In the fourth piece, Khurshid, Wu, and Snell conduct a multiple case study to identify four types of ethics-related leadership practices, namely ethical, authentic, exemplary, and servant leadership, that were perceived by their interviewees to have been adopted during COVID-19. Khurshid et al. analyze that the underlying moral foundations for these leadership practices comprised equity-based justice, informational and interactional justice, ethics of care for employees, and concern for non-employee stakeholders’ wellbeing. Their discoveries serve to provide a better understanding of how organizations can promote responsible leadership behaviours during crisis. This analysis may engender hope that as the post-pandemic era unfolds, some of the best firms, alluded to in Fraedrich’s prologue, may embrace responsible leadership behaviours as their new-normal modus operandi.
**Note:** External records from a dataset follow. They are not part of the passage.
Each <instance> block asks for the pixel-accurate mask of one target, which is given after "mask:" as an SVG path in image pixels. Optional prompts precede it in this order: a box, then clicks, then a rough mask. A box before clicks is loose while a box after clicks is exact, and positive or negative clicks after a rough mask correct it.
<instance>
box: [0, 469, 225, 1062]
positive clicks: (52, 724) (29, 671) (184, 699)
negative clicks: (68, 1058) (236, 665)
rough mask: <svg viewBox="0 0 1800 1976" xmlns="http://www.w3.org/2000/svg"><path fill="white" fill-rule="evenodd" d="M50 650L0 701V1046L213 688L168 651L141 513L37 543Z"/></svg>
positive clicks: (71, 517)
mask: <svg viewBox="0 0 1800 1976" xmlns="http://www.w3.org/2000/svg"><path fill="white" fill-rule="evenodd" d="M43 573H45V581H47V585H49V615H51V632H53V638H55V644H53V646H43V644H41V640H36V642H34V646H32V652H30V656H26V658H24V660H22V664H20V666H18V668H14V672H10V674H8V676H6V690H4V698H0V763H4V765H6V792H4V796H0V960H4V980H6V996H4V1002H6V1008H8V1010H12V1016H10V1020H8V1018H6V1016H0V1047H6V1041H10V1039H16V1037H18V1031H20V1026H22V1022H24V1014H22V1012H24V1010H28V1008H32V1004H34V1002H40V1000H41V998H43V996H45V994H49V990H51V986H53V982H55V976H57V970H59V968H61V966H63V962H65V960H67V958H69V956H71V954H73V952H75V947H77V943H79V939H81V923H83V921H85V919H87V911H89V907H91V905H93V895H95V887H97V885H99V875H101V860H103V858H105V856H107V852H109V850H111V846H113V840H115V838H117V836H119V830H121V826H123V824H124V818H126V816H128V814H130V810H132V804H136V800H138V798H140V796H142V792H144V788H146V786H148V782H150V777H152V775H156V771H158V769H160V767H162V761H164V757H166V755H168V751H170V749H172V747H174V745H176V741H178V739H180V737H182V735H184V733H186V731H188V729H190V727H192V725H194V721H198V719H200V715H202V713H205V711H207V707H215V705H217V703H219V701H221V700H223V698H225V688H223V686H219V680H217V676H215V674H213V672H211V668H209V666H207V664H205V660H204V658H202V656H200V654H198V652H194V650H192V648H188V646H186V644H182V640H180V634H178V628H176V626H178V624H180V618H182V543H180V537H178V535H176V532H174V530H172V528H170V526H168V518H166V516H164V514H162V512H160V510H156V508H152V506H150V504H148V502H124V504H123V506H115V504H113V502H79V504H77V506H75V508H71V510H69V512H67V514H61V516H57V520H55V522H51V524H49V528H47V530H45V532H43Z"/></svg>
In the final piece, Mak identifies the motivations for corporations to pursue creating shared value (CSV) initiatives during and after the COVID-19 pandemic. Her qualitative thematic analysis of 54 cases identifies and classifies some internal and external triggers of CSV. While the former tend to emphasize economic benefits (e.g., profit, efficiency, differentiation), the latter are mainly driven by social and philanthropic considerations, including environmental protection, human rights, public health, and social justice. Amid her conclusions, Mak implies that SDGs, such as SDG 3 (good health and wellbeing) and SDG 8 (decent work and economic growth), are potentially useful resources for guiding firms’ CSV initiatives (Table 1).